Shedding some light on the sensitivity specification and how it may translate to the real world performance of a loudspeaker system...

The specification of a loudspeaker’s sensitivity is probably one of the most common, yet perhaps one of the most misunderstood. It’s common to see the magnitude response of a loudspeaker system reduced to a single number as a sensitivity rating. This is perhaps at the heart of the confusion.

One would think that this metric should give some indication as to how loud a particular loudspeaker will be when reproducing a signal. One may also think that two loudspeakers with the same sensitivity rating will be equally loud when reproducing the same signal. Each of these assertions is only partially true.

A loudspeaker’s sensitivity can give an indication of its output level but only for a signal with a specific bandwidth and spectral content.

Similarly, two loudspeakers with the same sensitivity may not output the same SPL when excited by the same signal if the frequency response limits of the two loudspeakers are different. Let’s look at the underlying cause of each of these effects, bandwidth, and the role it plays, and also look at why sensitivity may no longer need to be referenced to a watt.

According to the standard IEC60268-5, a loudspeaker’s sensitivity is determined by measuring its output when driven by a band limited pink noise signal with a Vrms equal to the square root of the loudspeaker’s rated impedance and referencing this SPL to a distance of 1 meter.

The bandwidth of the pink noise is limited as a function of the effective frequency range of the DUT (Device Under Test). This is done to ensure that the test signal is confined to a portion of the frequency spectrum in which the DUT has appreciable output.

If a particular loudspeaker isn’t capable of reproducing signals below 150 Hz it does no good to excite it with such signals other than to generate heat. The same holds true if the loudspeaker can’t reproduce signals above some high frequency limit.

A high-resolution transfer function measurement of the DUT can also produce an identical sensitivity rating when the average magnitude is calculated on a log frequency basis. As an example, let’s look at Figure 1. Here we see the on-axis response of a loudspeaker. Its sensitivity rating is shown as the straight line.

Figure 1: Magnitude response and single number sensitivity rating of loudspeaker system A.

The length of this line coincides with the upper and lower frequency limits of the pink noise used to measure the sensitivity rating. The spectral content of this noise signal is shown in Figure 2.

Figure 2: Spectral content of signal used to determine the sensitivity rating of loudspeaker A from Figure 1.

If a signal with different spectral content, but the same broadband level were used to drive this loudspeaker, would it result in the same SPL as the sensitivity?

It’s impossible to determine this without knowing both the spectral content of the signal and the response of the loudspeaker. (Note that 20 Hz to 20 kHz, or in the case of Figure 1, 110 Hz-8.3 kHz, does not specify the response of a loudspeaker. A graph of the response curve really needs to be known.)

With knowledge of these, we can certainly make an estimate to answer this question.
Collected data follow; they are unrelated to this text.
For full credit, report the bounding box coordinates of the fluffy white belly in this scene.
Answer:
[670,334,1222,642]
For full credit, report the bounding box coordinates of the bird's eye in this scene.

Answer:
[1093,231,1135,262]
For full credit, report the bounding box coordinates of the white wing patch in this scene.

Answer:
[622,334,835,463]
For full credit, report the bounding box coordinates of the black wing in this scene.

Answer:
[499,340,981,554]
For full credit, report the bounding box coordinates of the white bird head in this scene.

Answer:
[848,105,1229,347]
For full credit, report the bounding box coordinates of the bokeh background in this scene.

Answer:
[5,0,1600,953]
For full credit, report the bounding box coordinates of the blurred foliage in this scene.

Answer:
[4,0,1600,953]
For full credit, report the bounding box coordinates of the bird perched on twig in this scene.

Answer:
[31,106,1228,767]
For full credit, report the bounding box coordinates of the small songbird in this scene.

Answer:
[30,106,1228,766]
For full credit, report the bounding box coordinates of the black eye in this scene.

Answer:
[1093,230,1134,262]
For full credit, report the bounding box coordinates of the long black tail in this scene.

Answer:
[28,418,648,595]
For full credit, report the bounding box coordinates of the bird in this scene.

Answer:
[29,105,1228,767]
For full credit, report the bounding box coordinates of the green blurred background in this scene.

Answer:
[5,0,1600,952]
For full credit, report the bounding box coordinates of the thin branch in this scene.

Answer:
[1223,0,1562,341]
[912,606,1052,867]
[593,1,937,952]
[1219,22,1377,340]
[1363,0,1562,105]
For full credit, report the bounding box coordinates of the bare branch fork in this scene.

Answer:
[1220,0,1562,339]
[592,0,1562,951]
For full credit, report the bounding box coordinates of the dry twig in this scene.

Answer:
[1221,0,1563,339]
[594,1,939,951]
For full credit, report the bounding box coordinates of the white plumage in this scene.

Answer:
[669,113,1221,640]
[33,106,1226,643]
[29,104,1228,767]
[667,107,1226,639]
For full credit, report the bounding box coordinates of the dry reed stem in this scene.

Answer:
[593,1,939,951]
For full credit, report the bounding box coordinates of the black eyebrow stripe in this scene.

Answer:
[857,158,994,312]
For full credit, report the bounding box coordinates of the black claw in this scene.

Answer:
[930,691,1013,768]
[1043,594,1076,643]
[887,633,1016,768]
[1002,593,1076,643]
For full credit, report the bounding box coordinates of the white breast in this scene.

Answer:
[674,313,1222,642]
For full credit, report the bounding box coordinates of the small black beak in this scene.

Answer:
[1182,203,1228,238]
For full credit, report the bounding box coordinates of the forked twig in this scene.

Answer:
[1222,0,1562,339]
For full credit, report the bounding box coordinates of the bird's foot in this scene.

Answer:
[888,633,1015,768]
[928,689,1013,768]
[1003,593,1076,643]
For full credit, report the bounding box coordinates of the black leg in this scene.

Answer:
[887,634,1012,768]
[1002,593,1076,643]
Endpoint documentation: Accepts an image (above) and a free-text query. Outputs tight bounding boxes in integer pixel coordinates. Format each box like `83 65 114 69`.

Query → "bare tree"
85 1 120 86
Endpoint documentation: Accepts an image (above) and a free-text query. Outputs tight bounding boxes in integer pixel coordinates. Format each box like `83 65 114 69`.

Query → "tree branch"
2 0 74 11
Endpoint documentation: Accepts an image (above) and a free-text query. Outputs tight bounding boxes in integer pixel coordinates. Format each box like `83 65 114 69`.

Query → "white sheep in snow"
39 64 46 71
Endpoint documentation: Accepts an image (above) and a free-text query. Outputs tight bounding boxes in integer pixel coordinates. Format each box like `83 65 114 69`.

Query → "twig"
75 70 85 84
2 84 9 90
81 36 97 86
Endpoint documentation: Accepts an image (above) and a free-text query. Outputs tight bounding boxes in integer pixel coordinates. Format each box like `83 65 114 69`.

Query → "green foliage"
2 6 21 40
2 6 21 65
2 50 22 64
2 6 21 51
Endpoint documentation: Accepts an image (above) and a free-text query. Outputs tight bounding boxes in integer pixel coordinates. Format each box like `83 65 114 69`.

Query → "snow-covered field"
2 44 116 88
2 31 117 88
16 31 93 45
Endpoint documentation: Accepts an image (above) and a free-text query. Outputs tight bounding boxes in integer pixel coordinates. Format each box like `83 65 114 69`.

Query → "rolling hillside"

The spectral content of three different signals is shown in Figure 3.

Figure 3: Spectral content of signal used to determine the sensitivity rating of loudspeaker A in Figure 1 (red), speech (grey), and speech-shaped noise with approximately the same spectral content as the speech (blue).

One is the band- limited pink noise signal used to determine the sensitivity of the loudspeaker. The others are speech and a shaped noise signal having approximately the same spectral content as the speech. This speech-shaped noise is used instead of speech as its RMS level is more consistent as a function of time than actual speech.

Thus, it will be easier to determine the SPL output by the DUT with this signal. All three signals have approximately the same broadband RMS level. From approximately 200-800 Hz the speech-shaped noise signal has greater level than the pink noise signal.

Above and below this frequency region the pink noise signal has much greater level than the speech-shaped noise signal.

Comparing this to the response of the loudspeaker in Figure 1 we see that the loudspeaker has limited output below 150 Hz. The greatest output in the response of the loudspeaker occurs in the 300 Hz-3 kHz region.

If the speech-shaped noise signal were used to drive the loudspeaker with the same broadband level as the noise, we could reasonably expect the broadband SPL to be greater than when driven with the pink noise signal. This is exactly what happens.